Die Fettabsaugung, auch bekannt als Liposuktion, ist ein chirurgischer Eingriff, der dazu dient, überschüssiges Fettgewebe an bestimmten Körperstellen zu entfernen. Dabei werden Fettzellen mittels einer Kanüle abgesaugt, die durch kleine Hautschnitte eingeführt wird.

Die Fettabsaugung kann an verschiedenen Körperstellen angewendet werden, darunter Bauch, Hüfte, Oberschenkel, Knie, Gesäß, Oberarme und Kinn. Sie eignet sich in erster Linie zur Formung und Konturierung des Körpers, nicht zur Gewichtsabnahme.

Der Eingriff wird in der Regel unter örtlicher Betäubung oder Vollnarkose durchgeführt und dauert je nach Umfang 1-3 Stunden. Nach der Fettabsaugung können Schwellungen, Blutergüsse und leichte Schmerzen auftreten, die jedoch in der Regel nach einigen Wochen abklingen.

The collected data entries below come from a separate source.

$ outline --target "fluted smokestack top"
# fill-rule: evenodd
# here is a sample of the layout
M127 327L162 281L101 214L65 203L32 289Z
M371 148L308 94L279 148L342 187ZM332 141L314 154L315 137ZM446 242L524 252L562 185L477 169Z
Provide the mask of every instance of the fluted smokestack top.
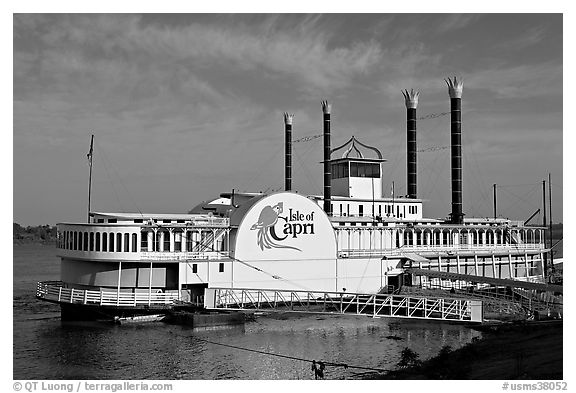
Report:
M284 124L292 125L292 120L294 120L294 115L288 112L284 112Z
M454 77L454 80L448 78L444 79L444 82L448 85L448 94L450 94L450 98L462 98L462 88L464 87L462 79L458 80Z
M324 112L326 115L329 115L331 110L332 105L330 105L328 101L322 101L322 112Z
M414 91L414 89L402 91L404 95L404 101L406 102L407 109L416 109L418 107L418 97L420 97L419 91Z

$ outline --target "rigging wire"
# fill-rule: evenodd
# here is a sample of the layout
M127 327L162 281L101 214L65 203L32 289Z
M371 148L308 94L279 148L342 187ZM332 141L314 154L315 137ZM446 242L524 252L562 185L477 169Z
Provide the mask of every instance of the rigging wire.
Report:
M487 183L484 179L484 176L482 174L482 170L480 169L480 164L478 163L478 156L476 154L476 151L472 148L469 147L464 147L465 149L465 153L470 153L470 154L464 154L464 165L466 165L468 167L468 169L470 170L470 172L473 172L472 169L476 170L477 176L470 176L470 178L475 181L478 180L478 182L476 184L478 184L478 188L479 188L479 194L480 194L480 202L482 204L484 204L485 208L488 209L488 211L490 211L490 201L491 201L491 196L490 193L487 191L489 189L489 187L487 187ZM472 160L468 160L467 156L470 155L472 157ZM478 179L476 179L476 177L478 177ZM471 206L474 206L474 204L471 204ZM481 214L480 214L481 215Z
M535 205L532 201L528 200L527 198L530 197L536 190L538 190L540 185L536 184L534 185L528 192L525 193L524 197L520 197L519 195L516 195L515 193L507 190L507 189L503 189L502 191L504 191L504 193L511 195L512 197L518 199L519 201L524 202L527 205L530 205L533 208L540 208L540 205ZM512 206L519 206L518 203L513 203Z
M450 112L430 113L428 115L419 117L417 120L436 119L438 117L449 115Z
M106 160L108 160L108 159L105 157L104 150L102 149L102 147L98 144L98 142L97 142L96 140L94 141L94 143L95 143L95 145L96 145L96 147L97 147L96 150L102 152L102 157L105 158L105 160L102 160L102 162L105 163ZM128 190L128 188L126 187L126 185L124 184L124 182L122 181L122 178L120 177L120 174L118 173L118 171L116 171L114 165L112 165L112 162L111 162L111 161L110 161L110 164L111 164L111 166L112 166L112 170L114 171L116 177L118 178L118 181L120 182L120 185L121 185L121 186L124 188L124 190L126 191L126 194L128 195L128 198L130 199L130 202L134 205L134 207L136 208L136 210L138 211L138 213L140 213L141 216L144 216L144 215L142 214L142 211L140 210L140 208L139 208L138 205L136 204L136 201L134 200L134 198L132 198L132 194L130 194L130 191ZM106 168L106 164L104 164L104 167ZM106 169L106 171L108 171L108 170ZM111 184L112 184L112 189L114 190L114 194L116 195L116 198L118 199L118 203L120 204L120 209L123 210L122 204L121 204L121 202L120 202L120 199L118 198L118 195L116 194L116 190L114 189L114 185L113 185L113 183L111 183Z
M312 149L314 149L316 146L314 144L311 144L308 147L308 150L304 152L304 156L307 156ZM319 188L318 182L314 181L314 178L312 176L312 174L310 173L308 167L305 164L304 158L300 155L300 153L298 153L298 149L292 149L292 156L296 157L297 160L294 160L294 163L298 164L298 167L302 170L302 172L304 173L304 176L306 177L306 179L308 180L308 182L310 183L310 185L312 186L313 190L317 190L316 192L320 195L322 193L322 189ZM294 166L294 169L296 169L297 167Z
M118 196L118 192L116 191L116 187L114 186L114 182L112 181L112 176L110 176L110 171L108 170L108 165L106 165L106 155L104 154L104 150L98 145L98 142L96 142L96 151L93 153L94 155L96 155L96 152L99 153L99 155L102 157L102 164L104 166L104 172L106 172L106 177L108 179L108 181L110 182L110 186L112 187L112 192L114 193L114 197L116 198L116 202L118 203L118 206L120 207L120 211L124 210L122 207L122 202L120 201L120 197Z
M311 141L311 140L321 138L322 135L323 135L323 134L316 134L316 135L304 136L304 137L302 137L302 138L293 140L292 143L309 142L309 141Z
M270 162L278 157L280 151L283 148L284 148L284 146L277 147L276 150L274 150L273 153L270 155L270 157L268 157L268 159L260 165L260 170L255 171L253 176L250 179L248 179L247 182L245 182L245 185L248 187L252 187L253 184L256 182L256 180L258 180L262 176L262 173L264 171L270 169Z
M270 276L270 277L272 277L272 278L275 279L275 280L285 281L285 282L287 282L287 283L289 283L289 284L296 285L296 286L298 286L298 287L300 287L300 288L302 288L302 289L305 289L305 290L307 290L307 291L310 291L310 288L307 288L307 287L305 287L305 286L302 286L302 285L300 285L300 284L298 284L298 283L296 283L296 282L294 282L294 281L288 280L288 279L283 278L283 277L281 277L281 276L278 276L278 275L275 275L275 274L272 274L272 273L268 273L267 271L262 270L262 269L260 269L259 267L256 267L256 266L254 266L254 265L249 264L248 262L245 262L245 261L242 261L242 260L240 260L240 259L238 259L238 258L233 257L232 255L230 255L230 253L228 253L228 255L226 255L226 254L224 254L224 252L219 251L219 250L216 250L216 249L214 248L214 241L215 241L215 240L216 240L216 239L212 239L212 243L211 243L211 244L210 244L210 243L206 243L206 242L202 242L202 241L196 241L195 243L196 243L196 245L199 245L200 247L203 247L204 249L209 249L209 250L212 251L212 252L216 252L216 253L218 253L218 254L225 255L226 257L228 257L228 258L230 258L230 259L232 259L232 260L234 260L234 261L236 261L236 262L239 262L239 263L241 263L241 264L243 264L243 265L245 265L245 266L247 266L247 267L249 267L249 268L251 268L251 269L254 269L254 270L256 270L256 271L259 271L259 272L261 272L261 273L264 273L264 274L266 274L267 276ZM188 261L187 261L187 263L188 263Z
M223 346L223 347L238 349L238 350L241 350L241 351L259 353L259 354L268 355L268 356L276 356L276 357L280 357L280 358L297 360L297 361L306 362L306 363L312 363L312 361L313 361L313 359L305 359L305 358L299 358L299 357L295 357L295 356L283 355L283 354L279 354L279 353L260 351L260 350L258 350L258 349L244 348L244 347L239 347L239 346L236 346L236 345L230 345L230 344L219 343L219 342L216 342L216 341L210 341L210 340L206 340L206 339L199 338L199 337L194 337L194 338L195 338L196 340L203 341L203 342L206 342L206 343L208 343L208 344L220 345L220 346ZM326 366L343 367L344 369L354 368L354 369L358 369L358 370L369 370L369 371L378 371L378 372L387 372L387 371L389 371L389 370L382 369L382 368L365 367L365 366L358 366L358 365L346 364L346 363L336 363L336 362L329 362L329 361L322 361L322 362L323 362ZM318 361L316 361L316 363L318 363Z

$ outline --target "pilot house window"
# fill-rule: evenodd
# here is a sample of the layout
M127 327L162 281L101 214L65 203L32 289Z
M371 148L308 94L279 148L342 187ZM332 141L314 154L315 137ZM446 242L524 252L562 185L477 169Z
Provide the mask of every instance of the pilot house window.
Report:
M371 162L351 162L350 177L380 177L380 165Z

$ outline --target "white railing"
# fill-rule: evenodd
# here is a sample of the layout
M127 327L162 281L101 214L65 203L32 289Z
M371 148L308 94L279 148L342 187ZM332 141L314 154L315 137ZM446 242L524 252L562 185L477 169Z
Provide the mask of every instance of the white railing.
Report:
M188 261L196 259L226 259L228 251L142 251L141 261Z
M462 322L482 322L483 318L479 300L348 292L207 288L204 306Z
M400 248L383 248L383 249L341 249L338 250L339 256L343 257L359 257L359 256L372 256L372 255L396 255L400 256L408 252L447 252L457 253L459 251L493 251L495 254L506 253L508 251L518 250L544 250L541 244L518 244L518 245L471 245L462 244L457 246L408 246L404 245Z
M36 297L56 303L73 303L93 306L116 307L168 307L178 300L178 293L131 293L118 291L95 291L66 288L61 281L41 281Z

Es ist wichtig zu beachten, dass Fettzellen, die einmal entfernt wurden, nicht neu entstehen. Daher kann eine Fettabsaugung langfristige Ergebnisse liefern, solange eine gesunde Lebensweise mit ausgewogener Ernährung und regelmäßiger körperlicher Aktivität beibehalten wird.

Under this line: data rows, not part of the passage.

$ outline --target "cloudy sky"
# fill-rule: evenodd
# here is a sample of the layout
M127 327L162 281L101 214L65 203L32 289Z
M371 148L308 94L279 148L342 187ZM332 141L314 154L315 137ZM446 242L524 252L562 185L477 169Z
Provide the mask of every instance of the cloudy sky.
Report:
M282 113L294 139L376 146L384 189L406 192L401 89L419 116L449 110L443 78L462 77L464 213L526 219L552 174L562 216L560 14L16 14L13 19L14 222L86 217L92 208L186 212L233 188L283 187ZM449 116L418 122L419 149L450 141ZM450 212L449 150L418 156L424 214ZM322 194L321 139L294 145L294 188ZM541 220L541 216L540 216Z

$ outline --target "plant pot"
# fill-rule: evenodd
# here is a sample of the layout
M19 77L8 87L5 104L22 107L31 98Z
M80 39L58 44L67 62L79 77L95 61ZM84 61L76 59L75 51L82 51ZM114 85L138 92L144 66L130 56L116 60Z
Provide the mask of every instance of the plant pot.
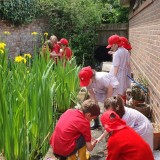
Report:
M153 149L160 149L160 124L152 123L153 126Z
M160 133L153 133L153 149L160 149Z
M147 118L150 118L151 115L151 109L148 104L145 103L138 103L134 105L134 109L141 112L143 115L145 115Z
M136 106L138 104L143 104L145 101L138 101L133 99L133 106Z

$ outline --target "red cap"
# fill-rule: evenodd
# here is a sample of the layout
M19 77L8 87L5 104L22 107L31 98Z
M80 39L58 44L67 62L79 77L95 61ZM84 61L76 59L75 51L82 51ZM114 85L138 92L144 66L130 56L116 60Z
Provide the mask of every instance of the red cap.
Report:
M84 67L79 72L80 86L85 87L89 85L90 79L93 76L93 71L90 66Z
M101 122L107 132L120 130L126 127L126 122L112 110L103 113L101 116Z
M125 38L125 37L119 37L121 42L122 42L122 46L127 49L127 50L131 50L132 47L131 47L131 44L129 43L128 39Z
M68 40L65 39L65 38L62 38L62 39L61 39L59 42L57 42L57 43L68 46Z
M112 35L108 38L108 46L106 48L111 48L113 44L120 46L121 40L118 35Z
M119 37L123 43L128 43L128 39L126 37Z

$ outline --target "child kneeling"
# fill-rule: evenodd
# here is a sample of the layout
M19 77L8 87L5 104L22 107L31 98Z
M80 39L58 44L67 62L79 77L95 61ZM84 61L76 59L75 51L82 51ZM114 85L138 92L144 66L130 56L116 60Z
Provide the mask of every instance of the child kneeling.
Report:
M92 151L96 140L91 141L90 121L100 114L95 101L88 99L80 109L68 109L56 124L50 139L55 156L60 160L86 160L86 149Z

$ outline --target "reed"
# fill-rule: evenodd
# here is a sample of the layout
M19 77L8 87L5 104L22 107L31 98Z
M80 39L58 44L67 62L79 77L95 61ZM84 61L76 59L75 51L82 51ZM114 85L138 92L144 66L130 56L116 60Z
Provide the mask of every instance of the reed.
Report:
M2 45L0 45L2 47ZM42 159L58 117L77 102L75 57L54 64L27 54L8 59L0 52L0 152L10 159Z

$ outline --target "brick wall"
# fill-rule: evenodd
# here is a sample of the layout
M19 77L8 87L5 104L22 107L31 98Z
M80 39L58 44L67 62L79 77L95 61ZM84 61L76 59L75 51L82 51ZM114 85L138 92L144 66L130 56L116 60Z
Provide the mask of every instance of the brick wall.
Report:
M146 0L130 13L129 40L132 69L149 83L153 120L160 123L160 0Z
M34 20L31 24L14 27L7 21L0 21L0 41L5 40L9 48L9 56L14 57L20 53L33 54L34 43L41 46L41 37L37 36L34 40L32 32L42 34L49 30L48 22L44 19ZM4 31L8 31L11 35L4 35Z

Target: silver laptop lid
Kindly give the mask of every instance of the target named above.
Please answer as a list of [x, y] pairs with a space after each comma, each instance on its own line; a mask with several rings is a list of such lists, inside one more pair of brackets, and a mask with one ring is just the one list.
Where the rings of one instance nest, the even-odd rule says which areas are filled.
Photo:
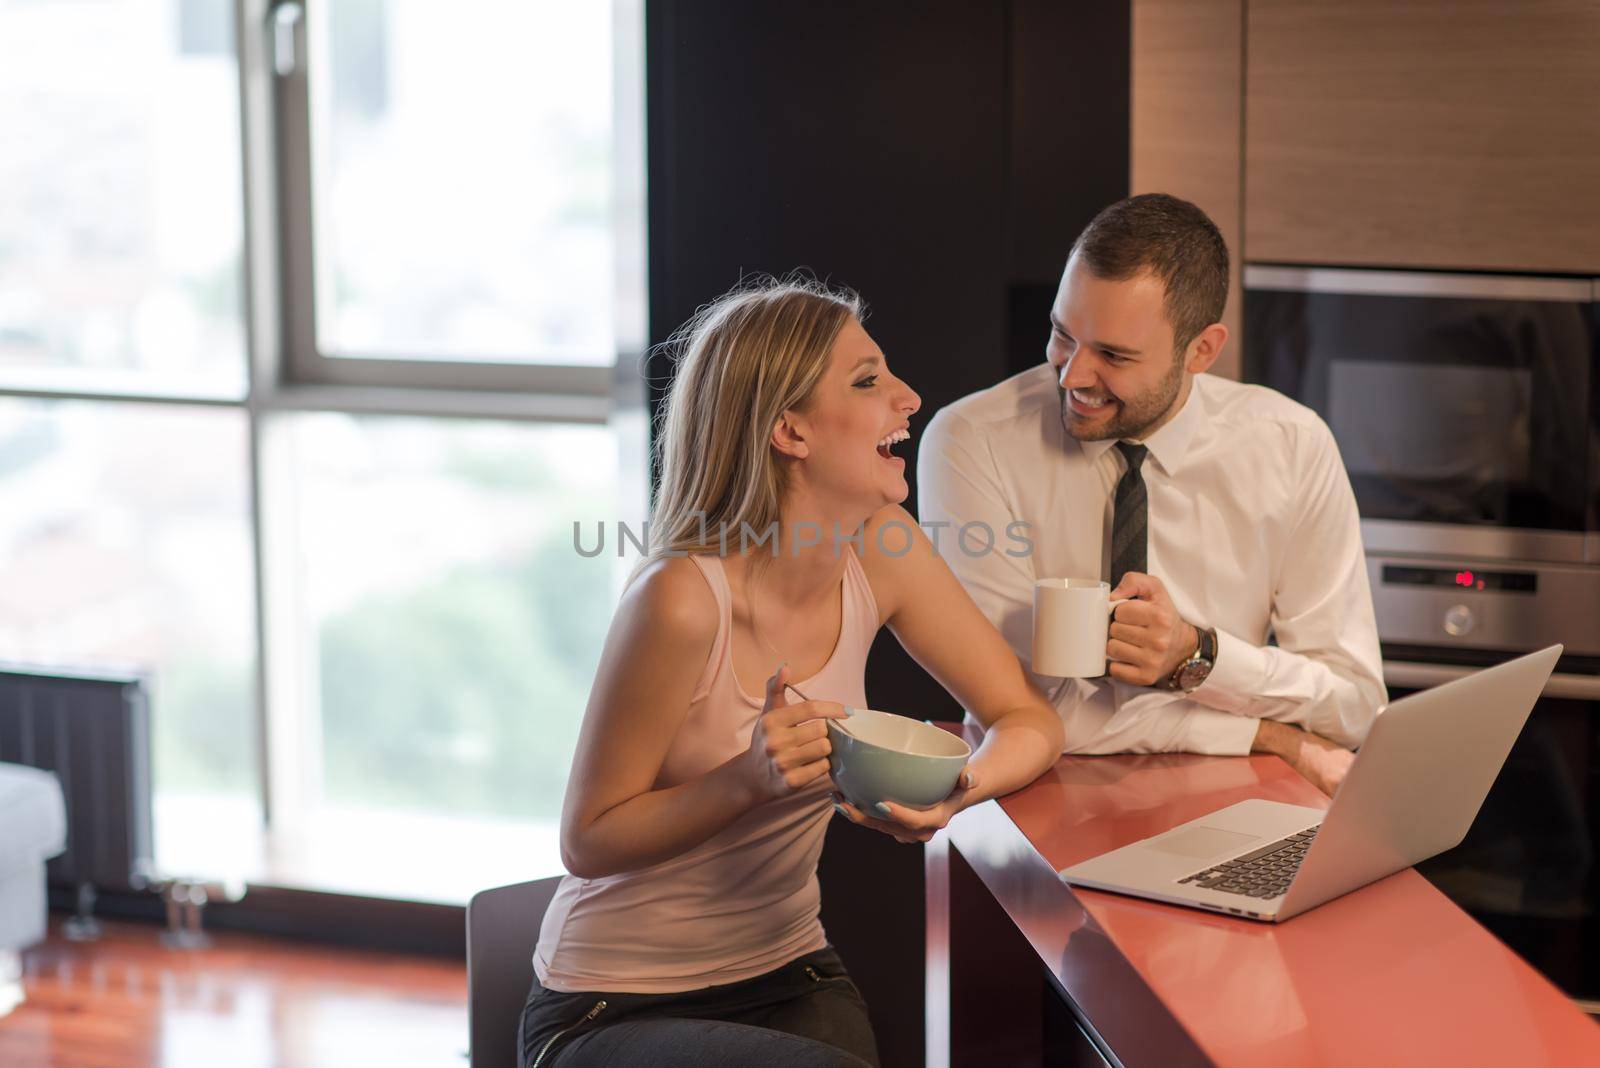
[[1334, 795], [1278, 918], [1457, 845], [1561, 650], [1552, 645], [1389, 705]]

Die Fettabsaugung ist ein relativ sicherer Eingriff, birgt jedoch wie jeder chirurgische Eingriff bestimmte Risiken und Komplikationen. Dazu gehören Infektionen, Blutungen, ungleichmäßige Fettverteilung und Unzufriedenheit mit dem ästhetischen Ergebnis. Es ist wichtig, sich vor der Operation von einem erfahrenen und qualifizierten plastischen Chirurgen beraten zu lassen und alle Risiken und Nutzen sorgfältig abzuwägen.